Сегодня нас ждут другие споры: о пределах вмешательства “чат-бота” в творческий процесс и границах, преодолев которые он станет соавтором, если не автором. Мы не знаем, когда, как и если это случится. Но уже сейчас вынуждены считаться с такой возможностью.
В поисках утешения я пришел к одной несложной и бесспорной мысли: если компьютер и научится писать лучше нас, у него вряд ли получится то, что достается нам, – чистая и бескорыстная (у него-то корысти тем более нет) радость от книги.
5. Спасение
Конечно, это относится и ко всему остальному: картины оживают в зрителях, музыка – в слушателях, красота – в созерцании. Но я – заинтересованная сторона, и мне греет душу мысль о том, что чтение станет последним бастионом, защищающим человека от машины, и первым его отличием перед ней.
Что бы ни говорили писатели, все они нуждаются в читателях, а не наоборот. Это машине все равно, кто ею пользуется, а мы зависим от отклика, пусть воображаемого, не сразу, даже не в этой жизни. Многое из лучшего в отечественной литературе, вроде ставшего народным романа “Мастер и Маргарита”, не дождалось переплета при жизни автора. Но и они писали в расчете на будущего читателя, помнили о нем, слышали его смех и видели его слезы. “Писать в стол” – чудовищное испытание, которое не все сумели пережить. Так, поклонники надеялись, что в столе Юрия Казакова, считавшегося новым Буниным, окажутся его гениальные рукописи. Но когда он умер, в ящиках письменного стола нашли одни пустые бутылки.
Поэт говорит с Богом, с народом, со временем или с вечностью. Но и он нуждается в тех, кто подслушивает эту беседу. Бродский с горечью рассказывал, как в первые американские годы переживал оттого, что некому было оценить его изобретательные и непереводимые рифмы. Потом приехали мы, третья волна, и он нашел, с кем ими делиться.

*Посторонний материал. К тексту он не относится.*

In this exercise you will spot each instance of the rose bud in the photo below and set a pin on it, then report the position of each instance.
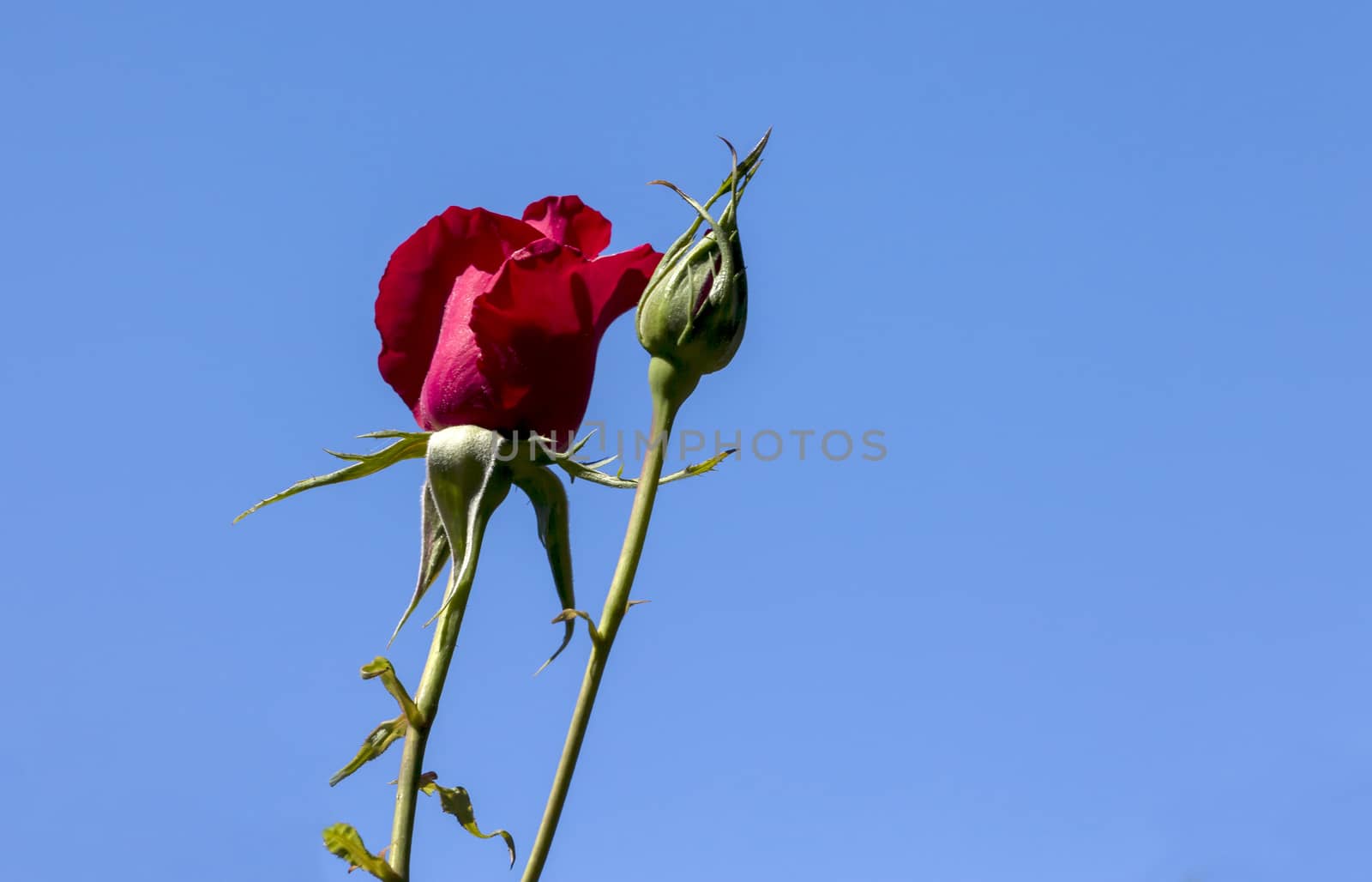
(696, 305)
(494, 322)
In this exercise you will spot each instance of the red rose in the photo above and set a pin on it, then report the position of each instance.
(493, 322)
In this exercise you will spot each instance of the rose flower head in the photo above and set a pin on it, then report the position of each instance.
(494, 322)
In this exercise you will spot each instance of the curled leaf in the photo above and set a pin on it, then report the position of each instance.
(382, 668)
(346, 843)
(457, 802)
(409, 445)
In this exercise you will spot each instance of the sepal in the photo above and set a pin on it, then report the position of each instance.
(408, 445)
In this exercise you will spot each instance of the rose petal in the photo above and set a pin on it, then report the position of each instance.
(460, 245)
(567, 220)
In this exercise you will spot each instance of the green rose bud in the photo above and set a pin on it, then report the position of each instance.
(695, 308)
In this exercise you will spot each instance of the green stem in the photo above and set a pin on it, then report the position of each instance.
(430, 690)
(670, 390)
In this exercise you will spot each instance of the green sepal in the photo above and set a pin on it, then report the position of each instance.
(457, 802)
(434, 554)
(346, 843)
(590, 472)
(408, 445)
(468, 482)
(549, 499)
(374, 745)
(569, 616)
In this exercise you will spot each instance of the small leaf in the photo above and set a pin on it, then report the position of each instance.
(434, 554)
(457, 802)
(383, 668)
(468, 482)
(374, 746)
(346, 843)
(411, 445)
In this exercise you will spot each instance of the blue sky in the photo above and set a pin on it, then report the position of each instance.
(1098, 272)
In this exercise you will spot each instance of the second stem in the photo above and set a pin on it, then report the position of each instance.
(670, 390)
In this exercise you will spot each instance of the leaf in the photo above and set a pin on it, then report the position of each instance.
(374, 745)
(551, 506)
(382, 668)
(456, 801)
(411, 445)
(434, 554)
(346, 843)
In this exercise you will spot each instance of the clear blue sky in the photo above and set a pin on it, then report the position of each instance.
(1099, 272)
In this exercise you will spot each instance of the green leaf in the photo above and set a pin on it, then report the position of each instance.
(382, 668)
(434, 554)
(457, 802)
(411, 445)
(551, 506)
(569, 617)
(374, 745)
(346, 843)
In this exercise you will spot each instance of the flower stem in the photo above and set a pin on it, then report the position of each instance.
(670, 389)
(427, 696)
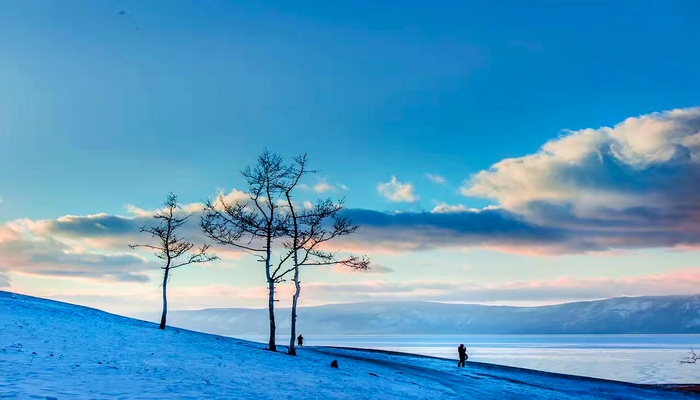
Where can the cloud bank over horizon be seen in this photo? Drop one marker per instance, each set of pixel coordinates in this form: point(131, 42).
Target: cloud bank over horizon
point(631, 186)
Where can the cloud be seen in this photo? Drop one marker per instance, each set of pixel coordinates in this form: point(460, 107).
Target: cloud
point(409, 231)
point(323, 187)
point(632, 185)
point(47, 256)
point(4, 281)
point(540, 292)
point(397, 191)
point(438, 179)
point(374, 269)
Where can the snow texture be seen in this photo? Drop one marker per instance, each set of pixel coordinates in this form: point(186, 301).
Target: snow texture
point(54, 350)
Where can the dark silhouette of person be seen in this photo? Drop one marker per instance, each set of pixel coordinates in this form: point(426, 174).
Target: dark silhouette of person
point(462, 355)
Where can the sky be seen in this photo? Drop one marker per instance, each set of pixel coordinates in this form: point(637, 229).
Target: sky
point(491, 152)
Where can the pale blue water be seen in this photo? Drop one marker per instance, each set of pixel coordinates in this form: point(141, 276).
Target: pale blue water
point(629, 358)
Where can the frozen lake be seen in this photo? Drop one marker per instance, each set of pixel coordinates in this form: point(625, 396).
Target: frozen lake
point(629, 358)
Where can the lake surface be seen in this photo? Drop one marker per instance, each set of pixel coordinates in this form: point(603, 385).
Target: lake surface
point(629, 358)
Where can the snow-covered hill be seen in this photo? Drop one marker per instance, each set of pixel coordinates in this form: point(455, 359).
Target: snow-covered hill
point(662, 314)
point(53, 350)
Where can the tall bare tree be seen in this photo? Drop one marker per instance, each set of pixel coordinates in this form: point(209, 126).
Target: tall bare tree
point(309, 230)
point(255, 224)
point(173, 250)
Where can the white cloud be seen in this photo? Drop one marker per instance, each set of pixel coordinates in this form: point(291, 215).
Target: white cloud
point(397, 191)
point(438, 179)
point(323, 187)
point(651, 161)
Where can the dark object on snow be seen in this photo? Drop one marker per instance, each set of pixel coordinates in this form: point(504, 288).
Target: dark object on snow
point(462, 355)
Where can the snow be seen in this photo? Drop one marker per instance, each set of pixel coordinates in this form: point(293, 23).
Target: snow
point(56, 350)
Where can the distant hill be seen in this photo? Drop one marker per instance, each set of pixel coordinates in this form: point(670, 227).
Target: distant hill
point(658, 314)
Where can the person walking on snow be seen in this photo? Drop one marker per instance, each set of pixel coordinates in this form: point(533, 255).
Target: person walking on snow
point(462, 355)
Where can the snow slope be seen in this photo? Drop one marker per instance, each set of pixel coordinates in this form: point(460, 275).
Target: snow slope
point(54, 350)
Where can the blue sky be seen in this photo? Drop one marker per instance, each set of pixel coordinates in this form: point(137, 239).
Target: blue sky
point(115, 103)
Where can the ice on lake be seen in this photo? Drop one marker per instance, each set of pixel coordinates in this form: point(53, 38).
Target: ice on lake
point(628, 358)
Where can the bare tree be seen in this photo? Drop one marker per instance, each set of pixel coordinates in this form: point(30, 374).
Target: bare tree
point(254, 225)
point(309, 230)
point(173, 250)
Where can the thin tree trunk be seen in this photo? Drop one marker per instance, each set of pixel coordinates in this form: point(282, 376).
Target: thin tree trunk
point(271, 308)
point(165, 298)
point(295, 298)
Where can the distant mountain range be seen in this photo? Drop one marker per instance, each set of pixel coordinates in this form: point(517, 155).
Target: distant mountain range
point(624, 315)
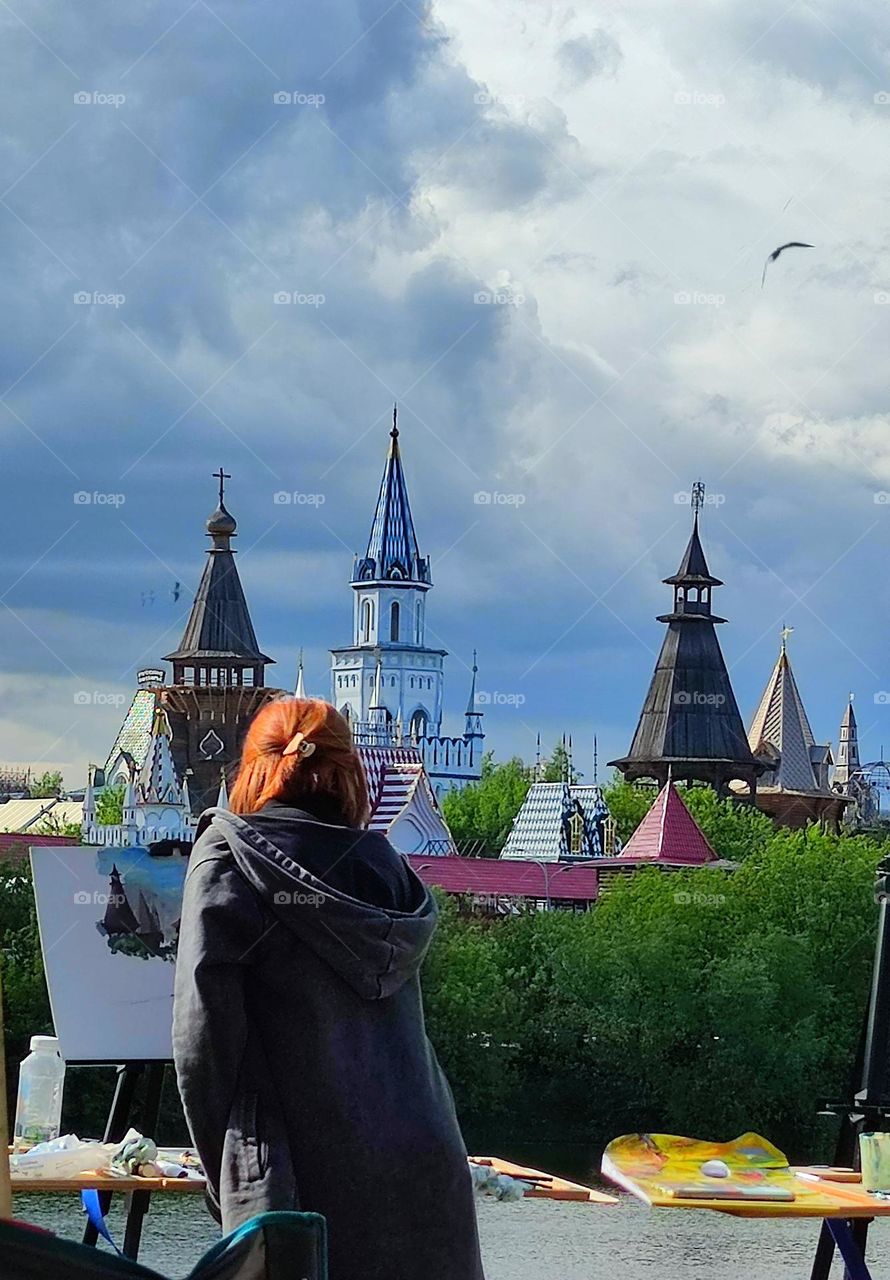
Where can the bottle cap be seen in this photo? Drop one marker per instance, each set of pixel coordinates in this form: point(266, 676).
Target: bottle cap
point(44, 1043)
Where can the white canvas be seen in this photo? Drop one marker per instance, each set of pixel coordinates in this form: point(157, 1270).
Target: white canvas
point(110, 988)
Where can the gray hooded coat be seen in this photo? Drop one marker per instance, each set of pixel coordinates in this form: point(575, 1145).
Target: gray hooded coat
point(301, 1056)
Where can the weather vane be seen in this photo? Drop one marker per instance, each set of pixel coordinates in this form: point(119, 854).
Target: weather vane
point(222, 476)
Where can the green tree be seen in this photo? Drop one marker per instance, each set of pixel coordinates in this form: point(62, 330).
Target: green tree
point(482, 814)
point(735, 828)
point(54, 826)
point(45, 786)
point(110, 805)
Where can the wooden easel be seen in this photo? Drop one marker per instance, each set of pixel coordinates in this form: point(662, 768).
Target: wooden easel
point(5, 1191)
point(117, 1125)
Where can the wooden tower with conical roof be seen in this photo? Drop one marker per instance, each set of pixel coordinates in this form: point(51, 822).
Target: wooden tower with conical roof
point(218, 668)
point(690, 727)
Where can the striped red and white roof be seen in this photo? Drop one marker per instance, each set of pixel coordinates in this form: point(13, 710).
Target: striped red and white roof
point(494, 877)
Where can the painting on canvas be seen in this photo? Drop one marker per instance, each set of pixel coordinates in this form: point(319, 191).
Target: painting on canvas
point(109, 923)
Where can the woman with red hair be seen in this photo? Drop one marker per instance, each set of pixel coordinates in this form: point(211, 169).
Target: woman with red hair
point(299, 1037)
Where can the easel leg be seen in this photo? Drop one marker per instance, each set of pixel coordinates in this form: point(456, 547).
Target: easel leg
point(115, 1128)
point(140, 1201)
point(825, 1252)
point(850, 1246)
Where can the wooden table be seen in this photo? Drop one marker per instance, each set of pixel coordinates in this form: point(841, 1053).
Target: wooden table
point(835, 1196)
point(104, 1183)
point(140, 1189)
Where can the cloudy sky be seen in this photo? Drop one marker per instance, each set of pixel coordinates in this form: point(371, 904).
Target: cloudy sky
point(541, 228)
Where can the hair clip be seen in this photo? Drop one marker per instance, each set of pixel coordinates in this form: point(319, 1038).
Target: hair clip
point(299, 745)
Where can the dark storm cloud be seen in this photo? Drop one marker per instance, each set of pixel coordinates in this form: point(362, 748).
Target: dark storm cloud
point(168, 173)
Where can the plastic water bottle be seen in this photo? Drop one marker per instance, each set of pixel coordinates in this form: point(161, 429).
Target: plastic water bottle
point(40, 1083)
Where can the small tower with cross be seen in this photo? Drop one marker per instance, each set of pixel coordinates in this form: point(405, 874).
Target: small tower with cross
point(218, 680)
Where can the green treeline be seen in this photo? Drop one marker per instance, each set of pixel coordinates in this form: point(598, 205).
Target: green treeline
point(703, 1002)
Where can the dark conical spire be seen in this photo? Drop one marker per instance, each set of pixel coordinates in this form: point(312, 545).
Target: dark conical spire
point(392, 548)
point(693, 566)
point(219, 634)
point(473, 727)
point(690, 727)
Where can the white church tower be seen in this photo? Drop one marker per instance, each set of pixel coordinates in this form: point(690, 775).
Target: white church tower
point(389, 682)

Но это – Бродский! Остальным было сложнее. Дефицит читателей, особенно своих, – непростое испытание для любого автора. Гёте говорил, что в Веймаре “на десять тысяч поэтов приходилось несколько горожан”. Примерно так я себя чувствовал в эмиграции, где журналов было больше, чем подписчиков.
Сейчас ситуация существенно ухудшилась, потому что чтению составляют конкуренцию новые, а вернее, очень старые способы общения с автором – стримы. Архаическое, как во времена аэдов, ремесло устного рассказа выдавливает чтение еще дальше на обочину, где оно соседствует с такими нарядными пережитками, как каллиграфия или бальные танцы.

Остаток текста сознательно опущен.